An audience member asked whether some of these “misfit” children might not simply be dreamy,  nervous, forgetful, or in some way different from the others. “Absolutely,” said Row. “Thank you for bringing it up. Chances are, if I had been tested in kindergarten, I would have been labeled a misfit too.” (Laughter.) “That’s why we have to get ourselves into the mindset of testing them relentlessly. Because the data add up. We can make better judgments when we’ve got reams of data.”

Row then enjoined the audience to visualize the future. “Think of the workplace of the 22nd century, the 23rd century,” he said, as the lighting changed to blue. “Think of the employment agencies and all the information they will have. They can look you up and see if you were a misfit at any time in your life! That will have an electrifying effect on our schools. It will be as though the entire school system went whitewater rafting”—he displayed a photograph of that very activity—“and found themselves heading headlong down a vertical waterfall. AAAH! the school system screams. Try that yourselves! Scream AAAH!” The audience screamed “AAAH” and broke into laughter. “You see? More of that, and you won’t see teachers tolerating the status quo while Mindy draws a tree instead of a data tree. You’ll hear her saying this instead.”
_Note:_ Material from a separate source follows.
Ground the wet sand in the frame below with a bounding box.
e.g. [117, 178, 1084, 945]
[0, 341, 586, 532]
He displayed a video of a teacher telling a little girl, “Mindy, you’re supposed to draw a data tree. Now why don’t you turn and talk to Joshua, who knows what that is. Joshua, make sure Mindy does it right, OK? I’ll come back in a few minutes. Frederick, what’s that you’re drawing? You’re not supposed to draw a dark forest. What ever gave you the idea that we were here to draw a forest? Look at the objective on the screen. Class, give Frederick your support. What’s today’s objective? All together now!” The class responded in chorus: “To draw a data tree!” The teacher nodded. “That’s right. So, Frederick, I’m putting you down as a misfit for now, but if you start over and draw a data tree, I’ll take the label away, and you’ll be in the clear. Ready? Set? Go!”
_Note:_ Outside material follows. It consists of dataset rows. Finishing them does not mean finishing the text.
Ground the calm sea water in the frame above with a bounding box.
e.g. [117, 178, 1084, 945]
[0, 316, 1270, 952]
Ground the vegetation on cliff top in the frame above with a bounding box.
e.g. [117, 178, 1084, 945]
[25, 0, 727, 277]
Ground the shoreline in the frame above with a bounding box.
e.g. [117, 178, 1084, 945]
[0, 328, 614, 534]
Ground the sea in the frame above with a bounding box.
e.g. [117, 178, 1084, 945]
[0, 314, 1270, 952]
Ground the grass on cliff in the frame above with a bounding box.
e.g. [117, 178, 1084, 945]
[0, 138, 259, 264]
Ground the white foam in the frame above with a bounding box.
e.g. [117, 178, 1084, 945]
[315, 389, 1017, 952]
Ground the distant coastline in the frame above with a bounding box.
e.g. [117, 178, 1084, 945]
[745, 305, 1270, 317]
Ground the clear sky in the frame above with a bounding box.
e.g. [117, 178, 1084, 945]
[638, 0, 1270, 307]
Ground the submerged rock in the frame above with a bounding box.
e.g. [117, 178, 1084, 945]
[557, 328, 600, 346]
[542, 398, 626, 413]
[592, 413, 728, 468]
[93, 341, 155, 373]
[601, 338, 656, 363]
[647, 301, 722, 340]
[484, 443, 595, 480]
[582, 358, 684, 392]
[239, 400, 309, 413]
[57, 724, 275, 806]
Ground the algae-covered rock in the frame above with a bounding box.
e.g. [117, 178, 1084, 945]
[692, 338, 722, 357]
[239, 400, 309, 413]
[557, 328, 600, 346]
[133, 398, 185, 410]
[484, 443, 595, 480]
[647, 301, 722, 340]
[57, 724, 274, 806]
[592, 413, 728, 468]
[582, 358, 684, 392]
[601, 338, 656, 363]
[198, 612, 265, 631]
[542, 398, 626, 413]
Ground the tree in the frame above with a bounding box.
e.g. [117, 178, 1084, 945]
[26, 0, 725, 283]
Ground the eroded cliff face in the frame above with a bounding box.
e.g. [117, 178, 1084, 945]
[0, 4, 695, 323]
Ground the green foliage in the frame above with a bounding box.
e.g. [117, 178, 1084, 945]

As the lights dimmed, Row looked out at the audience with tears in his eyes. A rainbow spotlight lit up over him, causing “oohs” in the audience. “I would not be funding this database today,” he said, “were it not for the wonderful education I received, starting in kindergarten. My teachers challenged me in all ways but also encouraged me to pursue my own passions. They never worried about my differences. So I leave you with this thought. Be a kindergartener once again, in your heart. Now be a poor kindergartener, without opportunities, falling through the cracks, sure of being forgotten, unless someone records you and says that tough ‘M’ word that no one else will say. Let’s spend a moment of silence on that thought.”(Three seconds of silence ensued.) “Thank you, and enjoy the rest of your time here.”

Upon leaving the room, participants were interviewed on camera about their impressions. Those who said something other than “awesome,” “amazing,” or “inspiring” were entered into the National Misfit Database.